The next time I met Jawahara is the day I heard that Shefa had died in an accident in South America during her spring break. I heard this on April 1. My first reaction was, is someone playing April Fool’s on Jawahara and her family. Alas, this turned out to be not true.  As soon as I heard the news I rushed to Jawahara’s house as if she was my flesh and blood. I knew my son was close to her and him being out of town that day, I felt it my moral obligation to be near her. I had never seen a home plunged in such darkness. The lights shone bright but sorrow spoke the same language in every home regardless of the religion or customs practiced in that home. I had no words to console Jawahara, a fellow mother indescribably grief-stricken.
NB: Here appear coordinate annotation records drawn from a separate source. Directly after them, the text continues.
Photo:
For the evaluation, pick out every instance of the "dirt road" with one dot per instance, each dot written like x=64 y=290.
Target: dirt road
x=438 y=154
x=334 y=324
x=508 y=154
Though she moaned like a slaughtered animal, I don’t think the reality of it all had yet struck her.  It’s not unusual for someone to not accept a loved one’s death until one sees the corpse. Even then you look for signs of life. I did when I saw my late father’s body laid out in an Ice box in the living room in my aunt’s house in India. The body was being preserved till I arrived from the US and then within a couple of hours it was carried to the crematorium.

Jawahara too wasn’t going to be convinced of her beautiful daughter’s tragic and untimely demise until the body was delivered to her.

After a few days, the family held an informal memorial for Shefa at her home before a more formal one at a church on a later date. This is when I noticed the calendar on the wall filled with activities, appointments, events and so on. This is when it struck me that that calendar could not have foreseen the day Shefa was to be snatched away from her loved ones or did it but just kept it a secret considering what a horrible event it was going to be?

At the informal memorial, as I sat in the living room, a yearly calendar was being passed around.  I was told it had been created by Shefa as a gift to her parents. Every page of the calendar contained a picture of the angelic-looking Shefa surrounded by members of her extended family on her last trip in December to India. March 31 smiled back at her ominously from  the page across.